En ce qui concerne l’intervention politique, il est clair que penser la réalité sociale en termes de pratiques hégémoniques a des conséquences cruciales sur la manière d’envisager ses formes. La politique radicale ne peut plus se concevoir comme démarche extérieure à tout arrangement institutionnel ou processus de désertion, mais comme tentative de transformation de ces institutions en étant aux prises avec elles. Le but est de désarticuler les discours et les pratiques qui ont cours et qui fondent et reproduisent l’hégémonie existante, de manière à en construire une nouvelle. Nous inspirant de Gramsci, nous avions proposé de visualiser cette stratégie comme une « guerre de position », qui consiste en une série d’interventions contre-hégémoniques, dont le but est de désarticuler l’hégémonie existante et de la remplacer par une nouvelle, plus progressive, grâce à une ré-articulation d’éléments nouveaux et anciens en une configuration de pouvoir différente.

Une « guerre de position » de ce genre ne peut se satisfaire de simplement séparer les différents éléments dont l’articulation constitue les points nodaux où se fondent ces pratiques et ces institutions. Le deuxième temps, celui de la ré-articulation, est crucial. Sinon, nous nous retrouverions face à une situation chaotique de dissémination pure, qui laisserait la voie ouverte aux tentatives de ré-articulation par des forces non progressistes. De fait, l’histoire nous offre de nombreux exemples de situations où la crise de l’ordre dominant a suscité des solutions de droite. Il est par conséquent important que le temps de la « dés-identification » soit suivi du temps de la « ré-identification », qu’à la critique de l’hégémonie existante soit associée la proposition d’une alternative. C’est là une chose que de nombreuses approches de gauche omettent, tout particulièrement celles qui envisagent le problème en termes de réification ou de fausse conscience et croient qu’il suffit de se libérer du poids de l’idéologie dominante pour qu’advienne un ordre nouveau sur lequel ne pèsent plus pouvoir ni oppression. Étant donné que l’approche hégémonique reconnaît que la réalité sociale est construite discursivement et que les identités sont le produit de processus complexes d’identification, ce n’est que par l’insertion dans une multiplicité de pratiques et de jeux de langage que des formes d’individualités spécifiques sont construites. De plus, puisque le politique a un rôle structurant fondamental, les relations sociales sont contingentes et toute articulation dominante résulte d’une confrontation antagoniste dont l’issue n’est jamais donnée à l’avance.

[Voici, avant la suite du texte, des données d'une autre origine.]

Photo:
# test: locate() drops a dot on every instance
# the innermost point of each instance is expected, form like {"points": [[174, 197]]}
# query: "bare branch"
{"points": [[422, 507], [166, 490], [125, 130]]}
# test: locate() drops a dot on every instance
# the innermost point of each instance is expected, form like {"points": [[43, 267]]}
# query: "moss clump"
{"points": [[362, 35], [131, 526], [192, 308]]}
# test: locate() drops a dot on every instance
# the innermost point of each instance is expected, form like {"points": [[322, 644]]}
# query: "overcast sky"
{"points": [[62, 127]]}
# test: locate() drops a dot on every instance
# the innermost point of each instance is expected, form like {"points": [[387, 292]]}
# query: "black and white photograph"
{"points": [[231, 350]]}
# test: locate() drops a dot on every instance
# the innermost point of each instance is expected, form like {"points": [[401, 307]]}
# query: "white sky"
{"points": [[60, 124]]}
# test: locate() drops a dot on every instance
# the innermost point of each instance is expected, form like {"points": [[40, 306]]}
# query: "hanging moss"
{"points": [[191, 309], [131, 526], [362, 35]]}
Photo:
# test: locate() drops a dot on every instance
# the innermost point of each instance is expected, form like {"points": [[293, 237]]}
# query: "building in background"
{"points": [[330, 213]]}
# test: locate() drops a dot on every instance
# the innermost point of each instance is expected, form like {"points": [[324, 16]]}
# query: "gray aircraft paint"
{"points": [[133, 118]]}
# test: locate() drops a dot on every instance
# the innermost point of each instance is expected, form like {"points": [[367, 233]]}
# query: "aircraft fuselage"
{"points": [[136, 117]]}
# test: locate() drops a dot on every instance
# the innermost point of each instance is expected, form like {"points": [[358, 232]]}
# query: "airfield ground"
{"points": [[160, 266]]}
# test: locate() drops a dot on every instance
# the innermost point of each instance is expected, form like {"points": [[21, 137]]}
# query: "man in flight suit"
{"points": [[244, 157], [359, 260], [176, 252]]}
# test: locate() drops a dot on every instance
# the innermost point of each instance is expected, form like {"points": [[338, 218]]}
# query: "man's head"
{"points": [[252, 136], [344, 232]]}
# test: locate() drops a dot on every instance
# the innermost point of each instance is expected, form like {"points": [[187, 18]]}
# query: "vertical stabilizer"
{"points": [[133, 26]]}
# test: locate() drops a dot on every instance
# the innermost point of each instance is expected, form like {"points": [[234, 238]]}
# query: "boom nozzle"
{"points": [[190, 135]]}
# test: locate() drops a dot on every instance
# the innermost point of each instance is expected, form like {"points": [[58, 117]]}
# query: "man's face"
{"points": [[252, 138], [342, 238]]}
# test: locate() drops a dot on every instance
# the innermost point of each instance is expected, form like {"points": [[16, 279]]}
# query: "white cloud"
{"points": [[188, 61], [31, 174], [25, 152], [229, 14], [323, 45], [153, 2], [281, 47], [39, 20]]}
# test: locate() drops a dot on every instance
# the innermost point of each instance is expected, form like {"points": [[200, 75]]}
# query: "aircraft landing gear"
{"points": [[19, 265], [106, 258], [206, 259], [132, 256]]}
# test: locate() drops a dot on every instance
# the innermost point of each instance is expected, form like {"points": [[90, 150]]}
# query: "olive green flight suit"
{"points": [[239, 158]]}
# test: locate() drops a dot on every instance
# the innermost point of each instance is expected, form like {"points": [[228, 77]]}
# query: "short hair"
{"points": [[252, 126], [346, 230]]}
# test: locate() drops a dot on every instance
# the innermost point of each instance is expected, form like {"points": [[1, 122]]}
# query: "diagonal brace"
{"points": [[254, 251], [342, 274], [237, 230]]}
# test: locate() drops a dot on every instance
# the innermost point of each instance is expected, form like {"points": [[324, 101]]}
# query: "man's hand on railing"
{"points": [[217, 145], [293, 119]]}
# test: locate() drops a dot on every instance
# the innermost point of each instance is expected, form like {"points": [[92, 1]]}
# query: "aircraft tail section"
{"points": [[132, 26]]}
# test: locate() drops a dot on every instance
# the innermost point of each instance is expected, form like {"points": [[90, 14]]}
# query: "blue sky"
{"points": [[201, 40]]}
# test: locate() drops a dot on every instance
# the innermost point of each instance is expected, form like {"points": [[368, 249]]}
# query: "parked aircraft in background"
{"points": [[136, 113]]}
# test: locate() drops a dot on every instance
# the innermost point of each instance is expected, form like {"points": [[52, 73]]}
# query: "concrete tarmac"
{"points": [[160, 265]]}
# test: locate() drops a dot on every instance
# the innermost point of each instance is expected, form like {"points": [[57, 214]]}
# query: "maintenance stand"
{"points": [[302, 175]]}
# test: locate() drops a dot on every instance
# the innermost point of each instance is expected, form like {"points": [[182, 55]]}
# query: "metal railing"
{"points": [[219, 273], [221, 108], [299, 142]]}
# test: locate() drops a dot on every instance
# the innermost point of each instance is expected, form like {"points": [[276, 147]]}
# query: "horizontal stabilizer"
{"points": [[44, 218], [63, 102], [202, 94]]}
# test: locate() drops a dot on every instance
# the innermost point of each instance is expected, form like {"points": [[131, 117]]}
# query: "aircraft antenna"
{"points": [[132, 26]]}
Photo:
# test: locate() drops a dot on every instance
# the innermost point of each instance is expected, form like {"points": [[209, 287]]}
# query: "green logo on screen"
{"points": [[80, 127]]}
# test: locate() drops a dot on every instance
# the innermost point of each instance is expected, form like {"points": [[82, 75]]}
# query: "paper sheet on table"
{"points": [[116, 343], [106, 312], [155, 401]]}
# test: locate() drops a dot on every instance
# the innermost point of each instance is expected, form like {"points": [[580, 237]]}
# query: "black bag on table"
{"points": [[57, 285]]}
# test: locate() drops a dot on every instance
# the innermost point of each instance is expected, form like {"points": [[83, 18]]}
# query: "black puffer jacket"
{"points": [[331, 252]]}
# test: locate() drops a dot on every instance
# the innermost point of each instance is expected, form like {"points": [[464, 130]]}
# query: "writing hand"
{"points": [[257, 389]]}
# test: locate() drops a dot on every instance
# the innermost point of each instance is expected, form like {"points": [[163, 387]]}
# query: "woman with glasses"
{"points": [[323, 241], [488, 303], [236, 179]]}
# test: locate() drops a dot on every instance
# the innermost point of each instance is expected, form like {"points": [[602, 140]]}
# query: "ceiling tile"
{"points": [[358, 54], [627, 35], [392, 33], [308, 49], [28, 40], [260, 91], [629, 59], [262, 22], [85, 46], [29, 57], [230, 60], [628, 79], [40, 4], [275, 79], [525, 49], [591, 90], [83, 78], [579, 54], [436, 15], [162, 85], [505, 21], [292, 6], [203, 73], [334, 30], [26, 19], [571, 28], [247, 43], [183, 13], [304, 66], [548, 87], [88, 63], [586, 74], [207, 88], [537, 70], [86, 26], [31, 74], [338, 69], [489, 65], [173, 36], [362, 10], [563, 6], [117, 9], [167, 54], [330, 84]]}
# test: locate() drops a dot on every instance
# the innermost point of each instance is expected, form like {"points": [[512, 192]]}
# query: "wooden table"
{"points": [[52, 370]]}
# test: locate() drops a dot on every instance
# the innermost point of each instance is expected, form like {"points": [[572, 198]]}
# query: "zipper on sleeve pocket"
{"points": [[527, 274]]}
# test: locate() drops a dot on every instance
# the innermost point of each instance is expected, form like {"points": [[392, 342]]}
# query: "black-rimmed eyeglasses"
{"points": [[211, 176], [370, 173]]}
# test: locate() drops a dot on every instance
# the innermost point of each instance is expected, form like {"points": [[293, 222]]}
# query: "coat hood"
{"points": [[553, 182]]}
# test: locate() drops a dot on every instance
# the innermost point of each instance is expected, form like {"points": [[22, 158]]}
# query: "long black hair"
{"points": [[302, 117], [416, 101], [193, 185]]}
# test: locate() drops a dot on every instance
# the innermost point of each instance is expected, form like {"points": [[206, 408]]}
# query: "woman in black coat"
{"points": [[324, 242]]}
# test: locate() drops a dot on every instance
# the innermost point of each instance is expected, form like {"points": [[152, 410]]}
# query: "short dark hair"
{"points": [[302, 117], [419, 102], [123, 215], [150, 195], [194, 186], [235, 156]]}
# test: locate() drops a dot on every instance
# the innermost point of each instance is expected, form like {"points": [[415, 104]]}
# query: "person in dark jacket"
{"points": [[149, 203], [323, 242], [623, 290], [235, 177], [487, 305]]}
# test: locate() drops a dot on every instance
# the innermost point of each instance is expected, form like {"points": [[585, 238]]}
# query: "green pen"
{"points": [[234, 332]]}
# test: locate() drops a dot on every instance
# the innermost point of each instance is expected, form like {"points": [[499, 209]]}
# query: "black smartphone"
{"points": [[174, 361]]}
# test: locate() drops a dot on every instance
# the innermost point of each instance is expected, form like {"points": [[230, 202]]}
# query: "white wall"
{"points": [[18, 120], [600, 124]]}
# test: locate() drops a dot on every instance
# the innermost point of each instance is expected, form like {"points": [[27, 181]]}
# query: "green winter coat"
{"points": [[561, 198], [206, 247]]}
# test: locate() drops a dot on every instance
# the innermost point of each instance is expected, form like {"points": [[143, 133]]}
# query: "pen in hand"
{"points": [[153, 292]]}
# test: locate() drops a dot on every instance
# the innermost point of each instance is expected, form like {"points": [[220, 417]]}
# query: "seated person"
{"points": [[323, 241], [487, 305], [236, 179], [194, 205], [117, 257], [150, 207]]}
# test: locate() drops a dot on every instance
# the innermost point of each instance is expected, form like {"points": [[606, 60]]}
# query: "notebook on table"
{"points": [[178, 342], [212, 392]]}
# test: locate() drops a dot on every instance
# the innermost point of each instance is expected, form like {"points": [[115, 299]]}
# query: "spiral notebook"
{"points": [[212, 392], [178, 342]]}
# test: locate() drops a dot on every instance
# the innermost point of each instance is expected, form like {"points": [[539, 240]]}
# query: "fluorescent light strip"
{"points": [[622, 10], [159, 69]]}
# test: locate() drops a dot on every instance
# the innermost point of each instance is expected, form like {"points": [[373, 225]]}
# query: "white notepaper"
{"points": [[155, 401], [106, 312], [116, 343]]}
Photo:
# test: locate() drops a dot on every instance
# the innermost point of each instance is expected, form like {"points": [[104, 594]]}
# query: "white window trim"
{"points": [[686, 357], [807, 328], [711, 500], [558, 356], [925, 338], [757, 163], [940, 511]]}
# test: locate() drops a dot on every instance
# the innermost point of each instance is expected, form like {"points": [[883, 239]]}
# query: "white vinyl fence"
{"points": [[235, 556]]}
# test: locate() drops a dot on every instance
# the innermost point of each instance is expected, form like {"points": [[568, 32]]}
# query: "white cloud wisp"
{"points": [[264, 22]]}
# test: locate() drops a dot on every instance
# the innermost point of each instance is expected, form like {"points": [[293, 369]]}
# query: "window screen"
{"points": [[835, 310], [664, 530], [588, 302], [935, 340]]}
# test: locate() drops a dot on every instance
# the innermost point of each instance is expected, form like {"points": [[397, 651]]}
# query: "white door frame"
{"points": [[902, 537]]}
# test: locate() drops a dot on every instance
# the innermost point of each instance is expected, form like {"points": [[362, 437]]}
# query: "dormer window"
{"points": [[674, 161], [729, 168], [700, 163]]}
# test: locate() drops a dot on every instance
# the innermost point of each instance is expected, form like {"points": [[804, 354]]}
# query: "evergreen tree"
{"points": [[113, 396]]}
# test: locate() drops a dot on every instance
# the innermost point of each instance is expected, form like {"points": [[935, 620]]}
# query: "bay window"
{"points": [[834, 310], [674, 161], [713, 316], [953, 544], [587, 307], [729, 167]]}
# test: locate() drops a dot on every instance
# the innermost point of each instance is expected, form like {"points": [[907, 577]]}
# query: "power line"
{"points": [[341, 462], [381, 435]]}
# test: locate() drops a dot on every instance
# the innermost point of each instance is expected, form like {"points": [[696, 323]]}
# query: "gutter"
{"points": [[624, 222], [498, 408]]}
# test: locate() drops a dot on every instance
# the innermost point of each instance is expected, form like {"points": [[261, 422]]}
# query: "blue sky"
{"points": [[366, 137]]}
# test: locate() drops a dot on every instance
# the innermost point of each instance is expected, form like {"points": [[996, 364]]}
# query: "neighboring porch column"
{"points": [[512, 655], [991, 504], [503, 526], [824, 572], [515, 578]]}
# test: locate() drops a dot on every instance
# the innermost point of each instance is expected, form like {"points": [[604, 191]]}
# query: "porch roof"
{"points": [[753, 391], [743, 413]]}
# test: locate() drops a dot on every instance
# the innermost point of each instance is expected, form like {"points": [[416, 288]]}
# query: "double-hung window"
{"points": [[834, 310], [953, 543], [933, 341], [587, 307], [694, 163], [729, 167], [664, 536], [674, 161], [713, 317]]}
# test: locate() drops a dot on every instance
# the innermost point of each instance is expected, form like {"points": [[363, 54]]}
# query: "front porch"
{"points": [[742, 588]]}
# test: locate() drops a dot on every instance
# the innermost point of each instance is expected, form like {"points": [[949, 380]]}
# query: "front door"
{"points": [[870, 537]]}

La politique démocratique radicale que nous préconisons ne se fonde pas sur le postulat dogmatique d’une quelconque « essence du social », mais sur l’affirmation de la contingence et de l’ambiguïté de toute « essence », ainsi que sur le caractère constitutif de la division sociale et de l’antagonisme. Je souhaiterais préciser que notre concept d’antagonisme ne doit pas se comprendre comme une relation objective, mais comme un mode de relation qui révèle les limites de toute objectivité. Les limites de la société sont par conséquent antagonistes, et la division sociale est inhérente à la possibilité d’une politique, et, plus encore à la possibilité même d’une politique démocratique.

ANTAGONISMES ET HÉTÉROGÉNÉITÉ

Notre approche post-marxiste remet en question le type d’ontologie qui informe la conception marxiste, laquelle n’envisage la négation que sur le mode de la contradiction dialectique. C’est précisément parce qu’elle ne peut admettre la négativité radicale qu’elle est incapable de penser l’antagonisme. À l’inverse, l’approche hégémonique reconnaît que l’antagonisme est irréductible. Son terrain ontologique d’élection est celui de la division, de l’échec de l’unicité. En soulignant la dimension de négativité radicale qui fait obstacle à la totalisation absolue de la société, nous mettons en question la possibilité même d’une société réconciliée. Si l’antagonisme ne peut être éradiqué, tout ordre est obligatoirement un ordre hégémonique, et l’hétérogénéité ne peut être éliminée ; l’hétérogénéité antagoniste révèle les limites de la constitution de l’objectivité sociale. L’objectivité sociale ne peut jamais être pleinement constituée, et par conséquent un consensus pleinement inclusif, ou une démocratie « absolue » reste hors de portée.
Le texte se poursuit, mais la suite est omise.